If you’re a fan of seeing clones on your television set, you’re in luck, because BBC America’s Orphan Black won’t be the only option you have for much longer. NBC, Amazon, and super producer Jerry Bruckheimer are all getting in on the act together, developing an adaptation of Heather Hildenbrand’s clone-based digital novel Imitation.
According to The Hollywood Reporter, the series just got a script commitment from the network, and there is a solid team in place to continue to push this forward. Matt Morgan and Ian Sobel, who worked on the From Dusk ‘Til Dawn series on El Rey, will write the adaptation and executive produce, with Bruckheimer, Alloy Entertainment, and Warner Bros. on board to provide logistical production support. Alloy is also responsible for releasing Hildenbrand’s novel through Amazon Publishing as a part of their “digital-first” imprint, and this is their first TV sale.
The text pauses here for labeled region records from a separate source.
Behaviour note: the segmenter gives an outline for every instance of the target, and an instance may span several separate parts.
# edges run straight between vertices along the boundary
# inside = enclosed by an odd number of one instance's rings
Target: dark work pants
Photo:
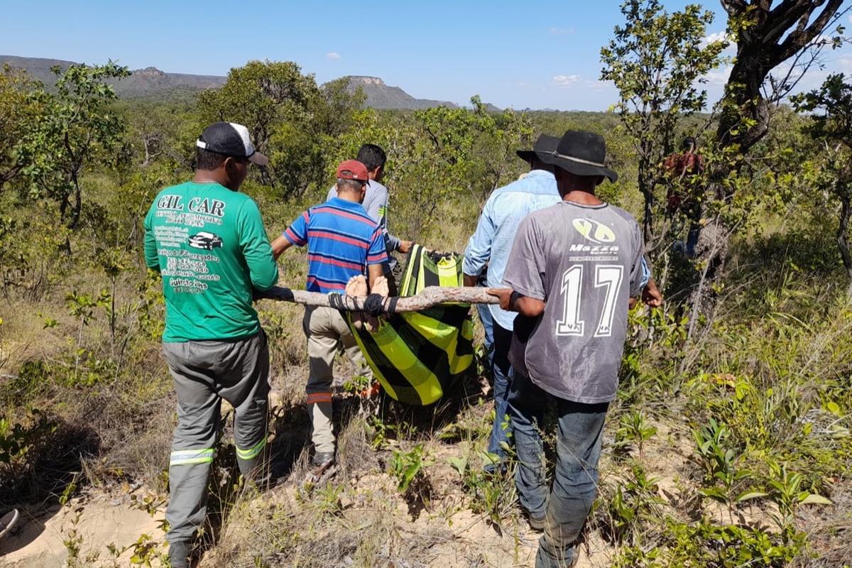
[[[269,348],[261,330],[241,340],[164,343],[163,353],[177,394],[165,511],[166,540],[175,542],[190,540],[204,523],[222,399],[234,410],[239,473],[247,479],[260,473],[267,442]]]

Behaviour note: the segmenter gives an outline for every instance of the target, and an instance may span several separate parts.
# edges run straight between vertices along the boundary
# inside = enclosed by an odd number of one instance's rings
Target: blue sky
[[[687,2],[672,0],[670,11]],[[104,2],[7,3],[0,54],[130,69],[227,75],[252,59],[292,60],[319,83],[379,77],[412,96],[498,106],[605,110],[600,49],[622,23],[619,0],[541,2]],[[708,32],[724,30],[717,16]],[[849,22],[846,22],[849,25]],[[849,49],[827,54],[827,71],[852,72]],[[805,82],[812,88],[825,72]],[[725,74],[709,89],[721,93]]]

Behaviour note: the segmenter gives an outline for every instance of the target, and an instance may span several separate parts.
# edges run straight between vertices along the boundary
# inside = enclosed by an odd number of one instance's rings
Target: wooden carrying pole
[[[400,297],[396,299],[396,306],[389,310],[393,313],[400,312],[418,312],[427,307],[448,302],[466,304],[497,304],[499,300],[493,295],[488,295],[485,288],[450,286],[427,286],[417,295]],[[291,290],[275,286],[258,295],[261,298],[291,301],[305,306],[325,306],[345,310],[347,312],[364,311],[364,301],[367,296],[353,297],[341,295],[339,302],[329,301],[330,295],[320,292],[308,292],[303,290]],[[385,298],[383,301],[383,312],[389,312],[392,298]]]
First published back in July, and with a sequel, Deviation, scheduled for release later this month on December 30, Imitation is set in a world where human clones not only exist but are used by the wealthy to maintain their status and to provide useful functions like being an organ farm or standing in for the original in dangerous circumstances. The story focuses on Ven, a clone of an 18-year-old Raven Rogen, who is forced into a mysterious, hazardous situation she doesn’t fully understand. There also appears to be a good deal of romance to be had (Hildenbrand’s background looks like it falls in the paranormal romance field), if you’re into that sort of thing.
There’s some definite potential in this concept, with room for tons of action, intrigue, and awkward situations of mistaken identity and where people who look exactly the same come into contact with each other. That’s always good for a lark.
The way the set up with Alloy and Amazon works, as least as I understand it, is that the deal basically gives Alloy first dibs on authors they cherry pick from various Amazon platforms and develops their projects for film, television, and other formats. Though this is their first, you can bet it isn’t going to be their last, and even though this is going a more traditional TV route, with a network and all, you have to imagine that, as other nontraditional outlets become increasingly prominent in the entertainment landscape, that we’ll see an entirely digital series or two before long.
Right now, Imitation just has a script in the works, so we’ll have to wait and see if NBC, or possibly someone else, shows any interest in pursuing this project further.